To redirect an old domain to a new domain, you'll want that rule to be first in your .htaccess or httpd.conf file — all other rules should appear after it.
If you only want to redirect a certain directory, the following rule will do so, while allowing the rest of the site to function normally:
<IfModule mod_rewrite.c>
RewriteEngine On
# Redirect Only Matching Directories
RewriteCond %{REQUEST_URI} ^/(fr|fr/.*)$
RewriteRule ^(.*)$ http://brand.new-domain.com/fr/$1 [R=301,L]
</IfModule>
If you want to redirect the entire site, the following rule will do so:
<IfModule mod_rewrite.c>
RewriteEngine On
# Redirect Entire Site to New Domain
RewriteCond %{HTTP_HOST} ^old.domain.com$ [OR]
RewriteCond %{HTTP_HOST} ^other-old.domain.com$ [NC]
RewriteRule ^(.*)$ http://brand.new-domain.com/$1 [R=301,L]
</IfModule>
If you care about letting crawlers know your content has moved and want to make the transition as seamless as possible, be sure to keep the 301 Redirect flag in the RewriteRule.
This will ensure that users and search engines are directed to the correct page.
While we're on the subject, as part of the EE 2.2 release, EllisLab now "officially" offers limited technical support for removing index.php from ExpressionEngine URLs.
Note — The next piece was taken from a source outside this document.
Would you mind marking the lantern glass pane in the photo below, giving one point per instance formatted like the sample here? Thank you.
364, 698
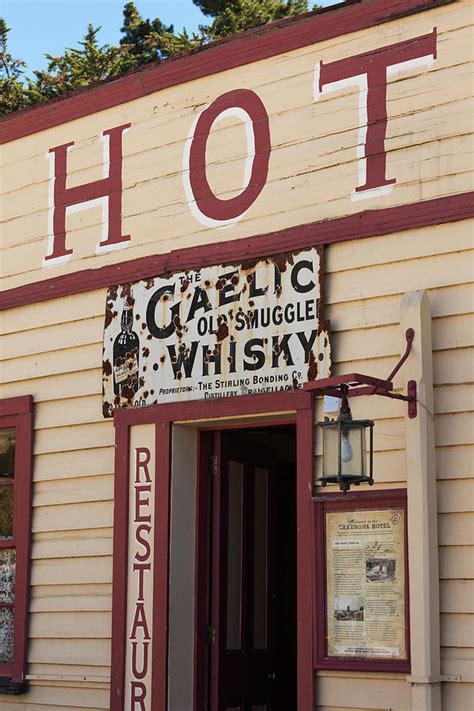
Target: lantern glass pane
330, 450
353, 451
Simply add or update your code to the following, making sure to consider any rules you may already have in place:
<IfModule mod_rewrite.c>
RewriteEngine On
# Removes index.php
RewriteCond $1 !\.(gif|jpe?g|png)$ [NC]
RewriteCond %{REQUEST_FILENAME} !-f
RewriteCond %{REQUEST_FILENAME} !-d
RewriteRule ^(.*)$ /index.php/$1 [L]
# If 404s, "No Input File" or every URL returns the same thing
# make it /index.php?/$1 above (add the question mark)
</IfModule>
Try to use the following ruke as the first one:
# Redirect domain
Options +FollowSymLinks
RewriteCond %{HTTP_HOST} ^old.domain.com [OR]
RewriteCond %{HTTP_HOST} ^other-old.domain.com [NC]
RewriteRule ^(.*)$ http://brand.new-domain.com/$1 [R=301,L]
Also mind the upper case R with is the short form for the lower case redirect.
Have you tried using mod_alias simple redirect instructions (a core module that you have), before trying the hacky-mod-rewrite thing?
I would do a VirtualHost with ServerName old.domain.com and in this VH I would add this rule:
Redirect /fr http://brand.new-domain.com/fr
from doc:
Then any request beginning with URL-Path will return a redirect request to the client at the location of the target URL. Additional path information beyond the matched URL-Path will be appended to the target URL.
So get a separate VirtualHost for brand.new-domain.com (with ServerName brand.new-domain.com) and in this one do not set the Redirect Rule.
If you still want to handle the 2 domains in the same VirtualHost then you'll have to use mod-rewrite as even RedirectMatch cannot check the request domain on the query.